Una scena toccante del film di Luigi Comencini “Tutti a casa” (1960), ambientato dopo l’8 settembre 1943, mostra un soldato tedesco che esamina sospettoso i documenti dell’ebrea Silvia Modena, con i compagni della ragazza che cercano di proteggerla fingendo di ignorare l’esistenza di una città con quel nome. Nello stereotipo c’è ovviamente una parte di verità. Fin dal Duecento gli ebrei gestivano il prestito al minuto, stabilendosi così in centri abitati, grandi e piccoli. Data la ristrettezza del patrimonio ebraico di nomi di persona, quando nel corso dei secoli si rese necessario avere dei cognomi, venne naturale assumere quelli dei luoghi di residenza.

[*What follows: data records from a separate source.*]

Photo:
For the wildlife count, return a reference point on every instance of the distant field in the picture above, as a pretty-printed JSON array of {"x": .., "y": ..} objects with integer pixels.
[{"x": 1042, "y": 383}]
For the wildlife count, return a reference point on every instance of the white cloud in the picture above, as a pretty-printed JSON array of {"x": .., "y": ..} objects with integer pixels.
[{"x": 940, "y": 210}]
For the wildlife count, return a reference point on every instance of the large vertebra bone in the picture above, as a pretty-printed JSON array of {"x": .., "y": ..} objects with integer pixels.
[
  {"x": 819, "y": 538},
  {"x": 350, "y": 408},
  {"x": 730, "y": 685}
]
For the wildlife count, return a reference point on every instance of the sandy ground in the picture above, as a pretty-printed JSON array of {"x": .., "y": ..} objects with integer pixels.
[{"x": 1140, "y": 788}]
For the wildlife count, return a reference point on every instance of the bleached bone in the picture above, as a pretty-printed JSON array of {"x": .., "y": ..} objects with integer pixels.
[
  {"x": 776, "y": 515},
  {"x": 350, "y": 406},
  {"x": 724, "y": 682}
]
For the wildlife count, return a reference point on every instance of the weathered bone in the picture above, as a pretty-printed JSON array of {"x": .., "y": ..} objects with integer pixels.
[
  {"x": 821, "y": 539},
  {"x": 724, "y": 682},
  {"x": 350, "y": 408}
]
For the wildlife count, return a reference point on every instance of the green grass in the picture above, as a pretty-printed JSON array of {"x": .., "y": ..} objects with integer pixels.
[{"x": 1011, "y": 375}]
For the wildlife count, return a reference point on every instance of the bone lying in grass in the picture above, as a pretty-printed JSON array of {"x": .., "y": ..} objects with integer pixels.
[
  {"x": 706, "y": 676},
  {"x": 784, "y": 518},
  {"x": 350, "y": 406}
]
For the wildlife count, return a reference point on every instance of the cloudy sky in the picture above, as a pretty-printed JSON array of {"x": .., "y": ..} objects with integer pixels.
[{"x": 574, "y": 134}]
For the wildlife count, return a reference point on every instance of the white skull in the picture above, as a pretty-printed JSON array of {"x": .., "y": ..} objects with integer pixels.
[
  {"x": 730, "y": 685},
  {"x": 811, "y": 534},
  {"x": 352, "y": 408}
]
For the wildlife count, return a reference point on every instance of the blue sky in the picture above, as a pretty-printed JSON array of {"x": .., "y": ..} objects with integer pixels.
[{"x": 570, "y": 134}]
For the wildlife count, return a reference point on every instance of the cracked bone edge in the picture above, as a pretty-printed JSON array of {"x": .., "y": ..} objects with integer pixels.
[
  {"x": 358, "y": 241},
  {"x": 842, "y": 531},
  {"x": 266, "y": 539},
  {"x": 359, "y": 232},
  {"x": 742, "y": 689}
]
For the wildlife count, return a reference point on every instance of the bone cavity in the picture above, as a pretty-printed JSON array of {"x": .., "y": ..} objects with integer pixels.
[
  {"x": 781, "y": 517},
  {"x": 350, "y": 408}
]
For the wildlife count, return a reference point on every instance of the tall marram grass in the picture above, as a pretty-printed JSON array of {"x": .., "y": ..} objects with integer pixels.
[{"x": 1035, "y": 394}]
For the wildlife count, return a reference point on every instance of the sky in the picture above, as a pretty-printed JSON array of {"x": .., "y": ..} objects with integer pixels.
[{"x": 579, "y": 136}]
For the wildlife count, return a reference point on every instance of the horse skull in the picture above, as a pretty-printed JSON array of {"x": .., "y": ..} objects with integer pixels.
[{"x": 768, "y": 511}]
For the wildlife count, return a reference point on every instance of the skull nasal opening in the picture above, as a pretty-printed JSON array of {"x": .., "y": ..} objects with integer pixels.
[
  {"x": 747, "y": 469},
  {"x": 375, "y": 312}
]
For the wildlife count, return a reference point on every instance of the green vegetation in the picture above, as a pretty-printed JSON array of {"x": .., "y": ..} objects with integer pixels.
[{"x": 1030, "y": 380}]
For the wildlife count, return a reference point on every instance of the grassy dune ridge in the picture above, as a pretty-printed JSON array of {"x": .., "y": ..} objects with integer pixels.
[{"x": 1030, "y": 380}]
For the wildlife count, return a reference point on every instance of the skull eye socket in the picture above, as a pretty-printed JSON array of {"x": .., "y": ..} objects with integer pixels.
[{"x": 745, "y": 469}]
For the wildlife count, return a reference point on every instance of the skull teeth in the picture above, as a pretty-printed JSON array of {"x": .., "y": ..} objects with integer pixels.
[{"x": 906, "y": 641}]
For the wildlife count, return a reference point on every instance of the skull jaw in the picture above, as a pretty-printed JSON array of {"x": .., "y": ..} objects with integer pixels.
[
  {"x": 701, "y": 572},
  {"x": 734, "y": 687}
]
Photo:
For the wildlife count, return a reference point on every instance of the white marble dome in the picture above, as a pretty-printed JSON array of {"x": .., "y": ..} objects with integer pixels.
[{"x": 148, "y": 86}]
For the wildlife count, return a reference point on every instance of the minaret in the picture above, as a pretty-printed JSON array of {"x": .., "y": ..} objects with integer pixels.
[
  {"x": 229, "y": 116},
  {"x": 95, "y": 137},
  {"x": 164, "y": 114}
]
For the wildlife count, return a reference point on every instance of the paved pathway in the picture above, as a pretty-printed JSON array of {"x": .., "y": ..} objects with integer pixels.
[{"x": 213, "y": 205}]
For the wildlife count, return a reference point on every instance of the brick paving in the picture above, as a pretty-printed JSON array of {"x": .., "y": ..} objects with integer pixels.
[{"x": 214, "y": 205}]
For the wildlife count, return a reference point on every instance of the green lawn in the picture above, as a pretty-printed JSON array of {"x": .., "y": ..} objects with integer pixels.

Nel 1925 l’ebreo Samuele Schaerf pubblicò a Firenze un libretto intitolato “I cognomi degli ebrei d’Italia”, corredato da un’appendice sulle “Famiglie nobili ebree d’Italia”. Secondo lo storico Roberto Bizzocchi, l’elenco di cognomi ebraici catalogati dall’autore non ha un fondamento storico (“I cognomi degli italiani. Una storia lunga 1000 anni”, Laterza, 2014). La distinzione tra cognomi ebraici e cognomi cristiani, infatti, è a dir poco problematica. Solo alcuni cognomi si possono davvero considerare peculiari dei membri delle comunità ebraiche italiane: per esempio, Coen (sacerdote), Levi (nome anche della Tribù che ottenne dal Signore la primogenitura sacerdotale), Toaff (venditore ambulante o guardia notturna), Gabbai (funzionario della comunità). D’altro canto, nella lista di Schaerf compare curiosamente anche il cognome Rossi, circa il quale non si può dubitare che sia stato e sia tuttora anche quello di non ebrei.
Resta il fatto che l’intento di Schaerf era chiaramente patriottico, quello cioè di rivendicare il contributo offerto dagli ebrei -dal Risorgimento al Primo conflitto mondiale- alla costruzione dello Stato unitario. Nelle pieghe della campagna antisemita lanciata dal fascismo, la sua opera fu invece utilizzata per meglio organizzare la discriminazione e la persecuzione. Il testo di Schaerf venne ristampato con questo nuovo scopo, e, quando furono emanate nel 1938 le leggi razziali, il suo elenco fu incrociato con l’albo dei pubblicisti per dare la caccia ai giornalisti e scrittori ebrei.
La certezza che esistesse un patrimonio antropominico esclusivamente ebraico ispirò la legge del luglio 1939, che espose gli ebrei italiani a una gogna spregevole, creando una sorta di ghetto onomastico. Oltre a una clausola limitativa in materia testamentaria, la legge ordinava “ai cittadini italiani appartenenti alla razza ebraica […] che avessero mutato il proprio cognome in altro che non riveli l’origine ebraica, di riprendere l’originario cognome ebraico”. Il nome diventava così un marchio infamante, una specie di sostituto della stella gialla di David reintrodotta dal nazismo (stigma del deicidio e della lussuria, come aveva ribadito solennemente il Concilio Lateranense del 1215). Una crudele e funesta eterogenesi dei fini, di cui purtroppo è cosparsa la storia umana.